Waxachtchee’s lyrics blend romantic fears and insecurities with beautifully constructed soft and at times aggressive guitar chords. You can tell her writing style is more than her trying to make a good song, but a way for her to understand her own feelings. That’s what has always drawn me to her music: it’s brave, it’s beautiful and the lyrics are so much more than a catchy chorus. I have said before, in little and long rants, that I believe that Katie Crutchfield is one of the best lyricists of this generation.
The first two lo-fi solo albums were released by Don Giovanni Records. American Weekend held songs like “Be Good” with lyrics like “Now I’m laughing at my boredom/At my string of failed attempts/Because you think that it’s important/And I welcome the sentiment.” A song friends have sent covers of to me saying “isn’t this the cutest song about beer you’ve ever heard” and it is, but it’s also more. She’s letting out what many fear to say. The fact that sometimes, being emotionally reassured about your insecurities is actually all you need. This is one of the strongest features of Katie’s music. She’s saying what many of us feel but fear that by saying it we will only be taken as weak. She makes her weakness strength, and transfers that strength to her listeners even for a minute. Cerulean Salt made this even more apparent and will always successfully feel like a damaged wonder. Ivy Trip, released by Merge Records, was more than just her and her guitar, capturing her personal lyrics and making them a little more angry and so much stronger.

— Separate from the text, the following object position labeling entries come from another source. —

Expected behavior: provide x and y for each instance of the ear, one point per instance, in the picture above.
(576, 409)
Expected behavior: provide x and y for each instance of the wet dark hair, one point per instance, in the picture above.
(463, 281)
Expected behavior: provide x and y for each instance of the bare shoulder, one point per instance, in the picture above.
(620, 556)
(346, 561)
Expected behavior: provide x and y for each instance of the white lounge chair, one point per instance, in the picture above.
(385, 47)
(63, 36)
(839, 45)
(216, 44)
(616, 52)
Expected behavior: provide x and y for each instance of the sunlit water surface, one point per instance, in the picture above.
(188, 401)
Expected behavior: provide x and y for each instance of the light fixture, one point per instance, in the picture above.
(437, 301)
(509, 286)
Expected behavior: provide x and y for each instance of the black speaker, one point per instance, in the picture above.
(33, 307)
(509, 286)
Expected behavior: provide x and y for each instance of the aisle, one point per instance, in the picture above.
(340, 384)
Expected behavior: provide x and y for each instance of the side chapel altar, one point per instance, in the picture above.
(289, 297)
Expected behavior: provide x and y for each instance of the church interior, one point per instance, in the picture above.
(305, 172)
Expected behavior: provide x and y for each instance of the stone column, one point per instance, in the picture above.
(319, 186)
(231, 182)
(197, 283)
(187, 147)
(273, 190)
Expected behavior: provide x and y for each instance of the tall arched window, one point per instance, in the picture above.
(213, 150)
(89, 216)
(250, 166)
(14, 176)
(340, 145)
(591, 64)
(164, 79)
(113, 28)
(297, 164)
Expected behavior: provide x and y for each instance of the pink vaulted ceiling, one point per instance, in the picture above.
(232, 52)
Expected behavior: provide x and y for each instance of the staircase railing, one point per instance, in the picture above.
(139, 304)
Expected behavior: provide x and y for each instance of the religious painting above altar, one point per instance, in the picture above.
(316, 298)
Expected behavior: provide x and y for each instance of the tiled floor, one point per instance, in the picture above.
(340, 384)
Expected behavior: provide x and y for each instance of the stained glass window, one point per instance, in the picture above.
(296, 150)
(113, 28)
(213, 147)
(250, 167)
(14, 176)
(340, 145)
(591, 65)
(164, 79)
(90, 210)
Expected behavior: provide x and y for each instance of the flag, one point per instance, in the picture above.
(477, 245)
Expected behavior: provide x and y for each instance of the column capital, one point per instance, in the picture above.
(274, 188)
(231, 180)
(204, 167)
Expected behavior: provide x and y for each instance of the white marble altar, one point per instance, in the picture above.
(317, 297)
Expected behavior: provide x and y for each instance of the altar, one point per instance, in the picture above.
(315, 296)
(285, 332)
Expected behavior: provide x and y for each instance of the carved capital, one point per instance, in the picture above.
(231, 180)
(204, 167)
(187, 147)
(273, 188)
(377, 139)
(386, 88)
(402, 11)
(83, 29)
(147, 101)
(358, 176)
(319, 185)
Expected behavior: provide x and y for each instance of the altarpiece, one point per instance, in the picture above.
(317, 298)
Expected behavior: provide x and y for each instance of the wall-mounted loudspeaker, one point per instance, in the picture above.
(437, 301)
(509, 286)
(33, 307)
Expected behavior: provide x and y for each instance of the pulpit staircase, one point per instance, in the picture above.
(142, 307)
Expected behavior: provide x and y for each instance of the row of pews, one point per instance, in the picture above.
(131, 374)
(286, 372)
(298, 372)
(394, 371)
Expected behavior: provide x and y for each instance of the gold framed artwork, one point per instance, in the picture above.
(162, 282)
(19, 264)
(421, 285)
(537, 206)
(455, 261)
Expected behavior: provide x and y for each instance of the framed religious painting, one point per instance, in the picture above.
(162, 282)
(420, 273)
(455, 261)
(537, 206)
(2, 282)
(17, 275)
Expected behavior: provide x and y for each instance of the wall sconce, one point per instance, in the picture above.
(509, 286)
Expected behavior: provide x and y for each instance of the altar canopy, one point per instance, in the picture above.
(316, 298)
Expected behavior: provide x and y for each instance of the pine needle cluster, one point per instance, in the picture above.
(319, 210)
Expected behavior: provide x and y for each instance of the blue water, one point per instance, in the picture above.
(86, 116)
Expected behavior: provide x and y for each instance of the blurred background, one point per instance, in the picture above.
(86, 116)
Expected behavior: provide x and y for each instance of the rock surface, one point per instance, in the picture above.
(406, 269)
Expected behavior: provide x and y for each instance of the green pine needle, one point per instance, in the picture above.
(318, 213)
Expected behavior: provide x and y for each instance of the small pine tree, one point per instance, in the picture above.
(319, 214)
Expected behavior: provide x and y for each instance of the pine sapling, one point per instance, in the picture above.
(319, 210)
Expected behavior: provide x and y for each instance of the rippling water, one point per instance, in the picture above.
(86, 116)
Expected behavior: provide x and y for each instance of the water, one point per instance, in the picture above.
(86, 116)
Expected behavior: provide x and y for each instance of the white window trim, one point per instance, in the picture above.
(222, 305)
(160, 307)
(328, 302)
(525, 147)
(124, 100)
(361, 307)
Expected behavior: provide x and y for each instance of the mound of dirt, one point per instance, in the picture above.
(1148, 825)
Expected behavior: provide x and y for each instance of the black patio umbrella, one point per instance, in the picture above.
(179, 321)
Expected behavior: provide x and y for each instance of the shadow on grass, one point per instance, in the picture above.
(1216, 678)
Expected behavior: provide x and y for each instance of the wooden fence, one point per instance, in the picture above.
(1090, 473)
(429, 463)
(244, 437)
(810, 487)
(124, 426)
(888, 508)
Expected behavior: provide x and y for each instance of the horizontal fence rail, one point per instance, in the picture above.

I’ve only seen Waxahatchee once, at Hardly Strictly Bluegrass a couple years ago. She was the first band on the stage curated by Conor Oberst. I got there mid-set, walked through the crowd who may at the time never had heard of her at all, but every single one of them were letting it be known that she was worth listening to. So of course it comes as no surprise that her show on March 8th at The Chapel is sold out, and I salute all who got a ticket. To those that didn’t, there will be more chances, because she is currently working on her fourth studio album.